Comments on: "Lupus and fulfilling my civic duty" (2)

  1. Adventurer, I love reading your adventures. I haven’t served; my Dad was an attorney and when I answer that, I’m immediately dismissed. I always include that on the little form sent, but it was the attorneys when they have their challenges.

    I was told several times many years ago that I had CNS lupus/lupus cerebritis. Then I moved and in the hunt for a new rheumie, I ran down my history. He promptly told me that if I had CNS lupus, I’d be on medication for the rest of my life. And since I wasn’t, I didn’t have it. How do you know?

    I have lots of faith in the docs who told me, a rheumie and a neurologist, both worked on the same case

    • Dear Annie: Oh, how I grouse when I hear about arrogant doctors, who don’t believe any diagnosis they did not personally make is valid! What did he think your prior rheumy and neuro were, novices committing misdiagnosis and medical malpractice? I would say that if you are still seeing the same rheumy, give that decision more thought. Make sure that if you have any more classic CNS lupus symptoms, such as impaired cognition, confusion, short-term memory deficit, disorientation as to day or date, crossed memories or even eye-hand coordination problems, you seek adequate medical care. When you are in CNS lupus flare, a doctor’s ego doesn’t matter as much as saving your own brain!

      Personally, my doctor has never relied upon MRI’s for the diagnosis of active CNS lupus. He has seen me in the midst of horrible classic CNS lupus flare, and administered large steroid injections.

      He explained to me that the most accurate way to diagnose lupus as the cause of CNS impairment is to administer a massive dose of steroids, and that nothing else known to cause CNS impairment responds as quickly to steroids as does CNS lupus. He said that shortly after the steroids are injected (within hours or by the next day) CNS lupus flare shuts down in response to a large steroid dose.
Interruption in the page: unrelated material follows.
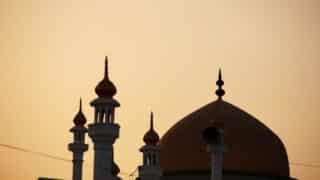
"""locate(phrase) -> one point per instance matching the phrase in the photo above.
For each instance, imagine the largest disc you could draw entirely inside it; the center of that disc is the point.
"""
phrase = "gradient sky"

He described this medical fact as a good part of “old fashioned country medicine,” where you can sometimes best diagnose by seeing if a specific treatment works. He is one of the leading rheumatologists in the western U.S., and I trust and respect him immensely. Besides, every time he gives me an injection for it, the CNS symptoms quickly vaporize.

      He is almost always right, but he LISTENS if I question or suggest something different that what he was thinking. He is right to have a large healthy self-esteem and confidence in his diagnosis and treatment recommendations, but his ego doesn’t get in the way of listening to his patients. Would that all doctors and specialists had that dose of openness in their bedside manner.